# Netflix next banger

## Background

Netflix is a member-based internet entertainment service founded in 1997. The service allows members to watch tv-series, movies and documentaries through a streaming software on internet-connected devices against a monthly fee. Netflix’s content relies on a complex structure of algorithms that watches customer’s online use and are supposed to optimize satisfying decisions. Thus the company is in great need of user data. (Clares-Gavilán, Fernández-Manzano och Neira 2016, 568-576)

The company’s operational environment is characterized by hands-off approach to management. The workforce is heterogeneous, about 3,500 people who 
leaders trust to have the company’s best interests at heart and act correspondingly. (Gulati 2018, 4-13).  Furthermore a majority of Netflix’s content is from outside sources and the company’s operational flexibility is limited by outside partners (Ciejka 2018, 3-38).


## Problem description

As an effect of high competition and slow growth in the number of new subscribers Netflix share price has declined in fall 2019, hence Netflix wants to maximize the success of their next creation. The problem lies in not knowing what will be best received by the public. (Ny Teknik, 2019)

Additionally, by having some of its content come from outside sources, part of the problem becomes choosing the right content. If Netflix have to choose between several newly released movies or series, how will they know which one has the best chance of success?

In our project we will gather data from movies and their scripts. We will look for commonly used words, actors, genres and directors to predict which attributes Netflix should be the most interested in when creating their next movie and also which outside-produced movies they should add to their assortment. Finally upcoming movies will also be discussed with our analysed data in mind.


## Previous Studies
There are many different researches that has been carried out in the field using different approaches. Most of the studies found focuses on extracting data from social media to map how users online discussions, like reviews etc can predict a movies success. There are fewer studies that focuses on the attributes of a movie to explore how this is related to a movies success. 

In Ahmad et. al’s study Movie Success Prediction Using Data Mining (2017) the authors presents a study which aims to predict a movies success based on the weighted attributes budget, actors, director, producer, set locations, story writer, movie release day, competing movie releases at the same time, music, release location and target audience. The weighing is done using a mathematical model. It’s stated that “success cannot be predicted based on a particular attribute” and therefore weighing of multiple attributes will be integrated in this study as well. Furthermore the study gives a basic framework in how to value different attributes and what method to consider for the data mining. Lastly, the article shows how classification and clustering can be used in the context of prediction. It also gives a reference point to compare the results of this study to. 

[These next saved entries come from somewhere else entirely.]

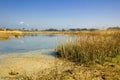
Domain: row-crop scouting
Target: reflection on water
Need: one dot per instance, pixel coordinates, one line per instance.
(17, 43)
(7, 37)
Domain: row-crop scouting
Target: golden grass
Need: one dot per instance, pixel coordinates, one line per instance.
(91, 47)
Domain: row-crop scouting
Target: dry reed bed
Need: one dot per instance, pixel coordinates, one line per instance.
(91, 47)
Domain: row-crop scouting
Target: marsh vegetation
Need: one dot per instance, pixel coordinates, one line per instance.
(91, 55)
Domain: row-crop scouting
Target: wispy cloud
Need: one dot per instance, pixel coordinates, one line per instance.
(21, 22)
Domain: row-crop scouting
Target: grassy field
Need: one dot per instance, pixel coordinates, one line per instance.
(96, 50)
(94, 55)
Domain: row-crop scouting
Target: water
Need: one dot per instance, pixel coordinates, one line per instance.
(31, 43)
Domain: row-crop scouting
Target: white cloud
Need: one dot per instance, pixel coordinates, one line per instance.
(21, 22)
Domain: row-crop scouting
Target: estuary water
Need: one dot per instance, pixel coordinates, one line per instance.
(15, 44)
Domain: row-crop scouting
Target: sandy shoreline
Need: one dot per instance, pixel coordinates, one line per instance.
(27, 62)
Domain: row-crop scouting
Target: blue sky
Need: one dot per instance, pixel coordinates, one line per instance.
(43, 14)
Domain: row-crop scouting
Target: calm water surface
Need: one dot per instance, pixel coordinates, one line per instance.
(30, 43)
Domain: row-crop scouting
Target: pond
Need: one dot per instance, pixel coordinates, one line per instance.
(30, 43)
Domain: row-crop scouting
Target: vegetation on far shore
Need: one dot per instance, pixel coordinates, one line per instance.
(94, 55)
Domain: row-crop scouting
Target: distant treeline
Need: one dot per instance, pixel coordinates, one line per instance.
(53, 29)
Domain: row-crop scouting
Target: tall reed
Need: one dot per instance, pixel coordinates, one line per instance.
(91, 47)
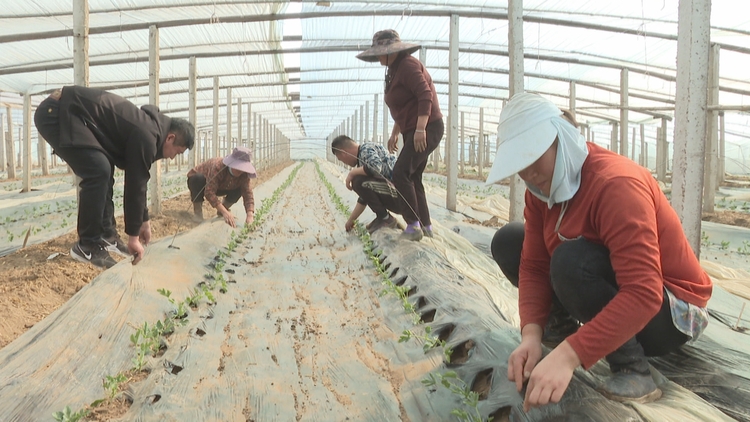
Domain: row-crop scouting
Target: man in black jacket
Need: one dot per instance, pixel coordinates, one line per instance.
(94, 131)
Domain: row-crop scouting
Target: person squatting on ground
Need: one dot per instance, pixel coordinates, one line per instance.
(412, 100)
(370, 179)
(94, 131)
(229, 177)
(601, 246)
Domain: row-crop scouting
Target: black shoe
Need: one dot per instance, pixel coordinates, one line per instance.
(626, 385)
(116, 245)
(379, 223)
(96, 255)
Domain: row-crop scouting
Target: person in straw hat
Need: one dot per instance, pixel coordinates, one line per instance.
(229, 177)
(602, 246)
(412, 101)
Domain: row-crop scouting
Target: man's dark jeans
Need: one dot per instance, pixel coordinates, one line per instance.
(197, 186)
(583, 280)
(96, 211)
(380, 195)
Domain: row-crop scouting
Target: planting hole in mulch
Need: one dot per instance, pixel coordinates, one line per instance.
(461, 353)
(172, 368)
(445, 332)
(482, 383)
(502, 414)
(428, 316)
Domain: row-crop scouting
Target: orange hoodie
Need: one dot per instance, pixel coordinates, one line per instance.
(620, 206)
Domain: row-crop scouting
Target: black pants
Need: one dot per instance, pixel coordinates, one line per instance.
(407, 174)
(380, 195)
(583, 280)
(197, 186)
(96, 211)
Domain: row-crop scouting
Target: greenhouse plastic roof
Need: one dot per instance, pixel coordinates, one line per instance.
(294, 61)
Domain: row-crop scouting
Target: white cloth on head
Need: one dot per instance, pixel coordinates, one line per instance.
(571, 154)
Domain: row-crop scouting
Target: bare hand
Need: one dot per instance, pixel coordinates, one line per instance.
(551, 377)
(228, 218)
(420, 141)
(144, 234)
(393, 144)
(349, 179)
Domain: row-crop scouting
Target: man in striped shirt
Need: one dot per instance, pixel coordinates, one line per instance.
(370, 179)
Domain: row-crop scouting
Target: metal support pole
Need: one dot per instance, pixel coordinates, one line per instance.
(194, 157)
(375, 119)
(153, 99)
(480, 152)
(461, 145)
(624, 112)
(515, 56)
(367, 121)
(239, 122)
(386, 132)
(711, 169)
(451, 147)
(215, 133)
(26, 143)
(229, 142)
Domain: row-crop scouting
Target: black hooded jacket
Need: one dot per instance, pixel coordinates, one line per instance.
(131, 137)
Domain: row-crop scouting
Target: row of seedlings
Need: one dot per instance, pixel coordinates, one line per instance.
(149, 340)
(447, 379)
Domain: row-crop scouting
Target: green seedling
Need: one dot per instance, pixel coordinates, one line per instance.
(470, 399)
(67, 415)
(112, 384)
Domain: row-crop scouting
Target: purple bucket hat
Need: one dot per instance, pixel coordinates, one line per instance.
(241, 159)
(384, 43)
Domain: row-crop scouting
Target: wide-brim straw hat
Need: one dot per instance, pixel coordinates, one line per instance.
(384, 43)
(524, 134)
(241, 159)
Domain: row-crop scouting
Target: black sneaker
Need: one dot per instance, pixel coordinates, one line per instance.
(96, 255)
(116, 245)
(379, 223)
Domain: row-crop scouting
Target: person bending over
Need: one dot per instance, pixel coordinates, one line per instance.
(95, 131)
(601, 246)
(228, 177)
(370, 179)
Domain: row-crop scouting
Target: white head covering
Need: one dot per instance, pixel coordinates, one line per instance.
(528, 126)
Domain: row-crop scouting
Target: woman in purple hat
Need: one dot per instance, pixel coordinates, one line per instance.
(412, 100)
(229, 177)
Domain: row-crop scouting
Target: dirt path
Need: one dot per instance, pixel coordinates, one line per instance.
(32, 286)
(301, 335)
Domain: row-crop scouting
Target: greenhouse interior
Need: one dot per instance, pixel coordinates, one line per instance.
(303, 312)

Another similar study is Hammad Afzals article Prediction of Movies popularity Using Machine Learning Techniques (2016) which describes how machine learning approaches can predict an movies success based on datasets of IMDB scores and attributes. The most important finding of this article regarding the work of this report is that the attributes which contributed with most information was metascore and number of votes for each movie, Oscar awards won by the movies and the number of screens the movie is going to be screened which is considered in the choosing of attributes for this report. 

Furthermore Meenakshi et al also try to determine a movies success using several of the same attributes in their 2018 study. In the paper A Data mining Technique for Analyzing and Predicting the success of Movie they employ a decision tree together with clusters to categorize movies as either “Flop”, “Average” or “Hit”. They found that budget was no indication of how well a movie would be rated, and that genre was the most important node in their decision tree. (Meenakshi et al. 2018, 1-6)

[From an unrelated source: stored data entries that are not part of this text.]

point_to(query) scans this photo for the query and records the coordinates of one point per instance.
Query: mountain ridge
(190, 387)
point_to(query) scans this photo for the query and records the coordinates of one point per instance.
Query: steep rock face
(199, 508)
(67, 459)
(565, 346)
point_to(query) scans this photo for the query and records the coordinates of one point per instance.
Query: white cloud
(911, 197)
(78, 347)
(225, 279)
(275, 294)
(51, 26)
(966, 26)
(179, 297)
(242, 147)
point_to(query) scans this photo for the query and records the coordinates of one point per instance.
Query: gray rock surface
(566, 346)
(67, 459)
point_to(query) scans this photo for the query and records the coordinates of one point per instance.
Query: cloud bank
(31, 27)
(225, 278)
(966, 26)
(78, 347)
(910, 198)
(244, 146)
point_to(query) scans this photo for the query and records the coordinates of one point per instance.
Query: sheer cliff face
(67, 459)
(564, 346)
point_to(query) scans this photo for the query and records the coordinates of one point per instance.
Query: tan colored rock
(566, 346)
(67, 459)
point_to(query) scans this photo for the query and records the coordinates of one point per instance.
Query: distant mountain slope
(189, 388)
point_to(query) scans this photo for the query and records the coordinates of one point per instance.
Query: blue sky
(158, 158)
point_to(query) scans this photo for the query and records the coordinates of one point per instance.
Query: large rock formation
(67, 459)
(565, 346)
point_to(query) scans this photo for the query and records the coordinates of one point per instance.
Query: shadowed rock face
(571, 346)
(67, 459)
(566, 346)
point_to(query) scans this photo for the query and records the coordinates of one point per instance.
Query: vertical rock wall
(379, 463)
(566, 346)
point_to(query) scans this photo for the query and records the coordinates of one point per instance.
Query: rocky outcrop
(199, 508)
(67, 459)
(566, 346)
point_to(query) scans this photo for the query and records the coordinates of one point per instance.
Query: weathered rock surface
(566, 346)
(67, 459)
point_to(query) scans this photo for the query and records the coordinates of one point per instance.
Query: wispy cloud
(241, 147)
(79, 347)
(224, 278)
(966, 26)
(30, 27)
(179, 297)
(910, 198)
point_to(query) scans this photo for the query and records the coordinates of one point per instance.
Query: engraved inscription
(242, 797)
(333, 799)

The paper Predicting movie success and academy awards through sentiment and social network analysis talks about how much influence online communities have on the actual success of movies. The paper focuses on a model that that predicts academy award nominees by researching the opinions of online communities. Afterwards it uses the same approach to see if there is a correlation between online communities and movie success at the box office. By doing this, the study were able to predict different real events, such as nine academy award winners, by considering and using mentioned models on social networks in movie communities online.(Jonas Sebastian Krauss et al. 2008, 9-10). 


## Data collection

importing data from 4 separate tables: 
 - movies_metadata, containing several diffrerent attributes
 - title_principals, containing a connection between a movie and its cast members
 - movie_names, containing information about cast members
 - box_office // TODO 

In [144]:
import numpy as np
import csv

movie_data = []
title_principals = []
movie_names = []

with open('movies_metadata.csv', newline='', encoding='utf-8') as f:
    reader = csv.reader(f)
    for row in reader:
        movie_data.append(row) 

In [2]:
with open('title_principals.tsv', encoding="utf8") as tsvfile4:
    reader_titles = csv.reader(tsvfile4, delimiter='\t')
    for row in reader_titles:
        title_principals.append(row)

In [145]:
with open('movie_names.tsv', encoding="utf8") as tsvfile4:
    reader_rating = csv.reader(tsvfile4, delimiter='\t')
    for row in reader_rating:
        movie_names.append(row)
        
movie_data_np = np.array(movie_data[1:])

We begin our extraction by taking the movie_metadata table and selecting a few wanted attributes. The genres are clumped together in an ugly anonymous type-like object, so we split it up and save only the attribute names in an array. More filtering is done by first sorting the movies on imdb's id for later, and then removing any movie with a rating below 7.0. 

In [146]:
movie_data_selected_attributes = []

# Selecting attributes
for movie in movie_data_np:
    if(len(movie) > 22):
        movie_data_selected_attributes.append([movie[6], movie[3], movie[8], movie[14], movie[22], movie[23]])

print("Filter attributes done!")
        
movie_data_stripped_genres = []

# Rearranging genres
for movie in movie_data_selected_attributes:
    genre_arr = movie[1].split('\'')
    genres = []
    for i in range(5, len(genre_arr), 6):
        genres.append(genre_arr[i])       
    movie_data_stripped_genres.append([movie[0], genres, movie[2], movie[3], movie[4], movie[5]])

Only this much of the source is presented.